Judge Bell of the Western District of Michigan rejected a NEPA challenge to a proposed Forest Service land swap in the Ottawa National Forest Tuesday. The case, Partners in Forestry Coop. v. U.S. Forest Serv., No. 2:12-CV-184, involved challenges by a local affinity group asserting that the Service:  failed to prepare a required EIS (instead of the EA/FONSI it prepared);  failed to analyze an adequate range of alternatives;  failed to disclose or analyze relevant information about projected impacts; and  failed to prepare a supplemental analysis when new information arose. Other than claim , the plaintiffs didn’t have much to go on.
The land swap here was, like many by the Forest Service, aimed at consolidating a rather patchwork portfolio in places where the inter-mixture of public and private authority can be tricky. The parcel to be acquired was 421 acres adjacent to a natural area’s boundary and the five to be conveyed totaled 240 acres. The owners of the parcel the Service wanted to acquire were aiming to log the parcels they would acquire. So what the Service had to bargain with was a substantial stock of valuable–mature–hardwoods. The affinity groups viewed the exchange as assuring the destruction of a beloved spot close to several towns in the vicinity. People hiked there and enjoyed the waterfalls and the relatively mature trees and canopy. The Service saw a comparatively small volume of mature hardwoods (compared to what’s already found in the Ottawa NF) and knows the costs of intermixed ownership all too well.

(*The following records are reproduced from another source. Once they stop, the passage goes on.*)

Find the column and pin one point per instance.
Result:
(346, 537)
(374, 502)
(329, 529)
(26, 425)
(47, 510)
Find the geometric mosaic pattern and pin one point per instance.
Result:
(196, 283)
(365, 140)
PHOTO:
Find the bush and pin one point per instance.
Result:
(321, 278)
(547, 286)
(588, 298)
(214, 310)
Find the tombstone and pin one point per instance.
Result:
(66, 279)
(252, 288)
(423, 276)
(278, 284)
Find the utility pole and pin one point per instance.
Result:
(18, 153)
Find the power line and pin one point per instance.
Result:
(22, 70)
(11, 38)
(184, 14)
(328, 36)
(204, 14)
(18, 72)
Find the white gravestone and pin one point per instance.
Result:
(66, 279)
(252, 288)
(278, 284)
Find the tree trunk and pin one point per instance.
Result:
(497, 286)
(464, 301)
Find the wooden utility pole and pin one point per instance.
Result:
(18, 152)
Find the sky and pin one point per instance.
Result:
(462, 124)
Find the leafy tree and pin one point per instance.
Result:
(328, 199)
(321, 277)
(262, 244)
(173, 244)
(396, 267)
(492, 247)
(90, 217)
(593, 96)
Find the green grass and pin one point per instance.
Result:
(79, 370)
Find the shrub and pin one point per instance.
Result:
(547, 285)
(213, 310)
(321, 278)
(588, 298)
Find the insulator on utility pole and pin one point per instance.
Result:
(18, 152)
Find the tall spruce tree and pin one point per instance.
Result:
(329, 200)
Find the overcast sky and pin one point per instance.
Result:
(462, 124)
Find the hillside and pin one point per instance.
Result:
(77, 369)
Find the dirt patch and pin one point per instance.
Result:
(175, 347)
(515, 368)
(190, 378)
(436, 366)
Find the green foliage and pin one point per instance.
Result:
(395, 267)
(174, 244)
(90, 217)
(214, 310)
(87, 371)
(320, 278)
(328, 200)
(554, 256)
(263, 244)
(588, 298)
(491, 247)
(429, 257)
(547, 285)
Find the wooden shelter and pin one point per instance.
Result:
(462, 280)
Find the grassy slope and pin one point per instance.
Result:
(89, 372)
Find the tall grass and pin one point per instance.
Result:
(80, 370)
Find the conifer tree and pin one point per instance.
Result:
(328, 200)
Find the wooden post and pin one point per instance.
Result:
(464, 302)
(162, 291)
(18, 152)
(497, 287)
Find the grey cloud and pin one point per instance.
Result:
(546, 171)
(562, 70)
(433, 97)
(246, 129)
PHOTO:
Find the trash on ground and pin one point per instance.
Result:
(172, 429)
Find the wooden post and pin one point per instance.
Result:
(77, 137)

The alternatives considered were shaped in large part by what bargain the private party would and wouldn’t strike. Enter the NEPA alternatives requirement–and the Sixth Circuit’s highly deferential approach. In Save Our Cumberland Mtns v. Kempthorne, 453 F.3d 334, 342-43 (6th Cir. 2006), the court of appeals held that an agency’s confining of the alternatives it considers in a NEPA routine is mostly a matter of that agency’s informed discretion. In particular, the Sixth Circuit seemed to suggest that alternatives analyses in EAs were always likely to be more cursory:
[A]n agency has fewer reasons to consider alternatives when it prepares an environmental assessment as opposed to when it prepares an environmental impact statement. For in permissibly preparing an environmental assessment alone, the agency has determined that the proposed project will have minimal environmental consequences, and accordingly its duty to consider environment-friendly alternatives is less pressing than when it issues an environmental impact statement.
453 F.3d at 342.
When your regional circuit has said that “it makes little sense to fault an agency for failing to consider more environmentally sound alternatives to a project which it has properly determined, through its decision not to file an impact statement, will have no significant environmental effects anyway,” id. at 343 (quoting Sierra Club v. Espy, 38 F.3d 792, 803 (5th Cir. 1994), you know you’re fighting an uphill battle.
Judge Bell found the Service’s reasoning for framing the parcel trade alternatives as it did convincing–or at least not arbitrary enough to merit any relief. Other than its citation of the APA as the Administrative Procedure
s Act (a terrible pet peeve of mine: it’s Procedure!!), the opinion is precise and careful.